Even though Mom was formally diagnosed with Alzheimer’s disease years ago and has now been gone for several years, I recall the initial reaction I had when I was told the story of how both her and my father had made the decision to donate their brains to research.
My mother had volunteered to be part of a drug testing program at the time, known today as 'Excelon'. During the initial setup and testing for the program she was asked to consider the concept of donating her brain for research. Apparently, and typical of my mothers community minded spirit she readily agreed, but then came the twist. She looked over at me father who had accompanied her to the testing of course and just gave him that look that wives seem to always have. That unspoken way of saying "WELL!!!!" ... the end result was that both brains were now going to be donated for research into finding a cure. My father's only comment was to say "well I'm using it at the moment but when im finished with it ...."
All these years later this brain donation story has become a source of humour in the family. Apart from the obvious legal aspect of setting up the inevitable time where the brain actually changes hands and any updates or renewals to the paperwork involved. Every so often my father, comments about having to go to the brain bank. This is followed by a barrage of terrible puns and other comments relating to:
  1. Does he still have the brain and do they still want it?
  2. Is he caring for it or is it somehow getting damaged?
  3. After the testing ... will he get it back ... because he is still using it?
Despite all this joking there is a serious reality that families really should discuss openly and with the goal of preparing for the future ... The human brain is complex and difficult to study in living people. It is also too complicated to replicate in the laboratory. Therefore, much of the research into Alzheimer's disease and other dementias relies on examination of brain tissue that has been donated after the person has died. This research allows scientists to investigate the basic underlying causes of dementia and, if possible, to discover how they relate to the symptoms experienced by the person during life. This work is also essential for observing the effects of currently available treatments for dementia. Better understanding is the first step towards better treatments.

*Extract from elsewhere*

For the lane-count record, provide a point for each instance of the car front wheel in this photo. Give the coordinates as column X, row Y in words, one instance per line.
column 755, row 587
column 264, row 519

Many people with dementia and their relatives are interested in the possibility of brain donation for research after their death. Scientists are very grateful for the generosity of the families concerned, especially as this process has to be carried out very soon after the person's death. To ensure this research is thorough, it is also extremely important to have access to brain tissue from people who do not have dementia. This is known as control tissue, and is in even shorter supply than tissue from people with dementia. It is crucial that scientists have control tissue so that they can compare it directly with tissue from a person with dementia. These valuable donations are essential for developing new and better treatments for people with dementia and in the search for a cure.
Brain tissue donation must occur as soon as possible after death, ideally within 48 hours. Since this is a distressing time for the family, it is important to discuss brain tissue donation in advance and make sure an arrangement is in place. With research by family members arrangements can be made to assist with the process and in many cases the funeral director can also take on the responsibilty if organized in advance. It is a short procedure and does not interfere with funeral arrangements. The body is then returned to the funeral director chosen by the family.
In my case I'd like to believe that I will still be using my brain for some time ... but then you never know ... in the meantime its a worthwhile discussion to have with your loved one .. let's face it .. as a caregiver I would prefer to see a cure than have to go through a caregiver role or even worse be the one requiring it.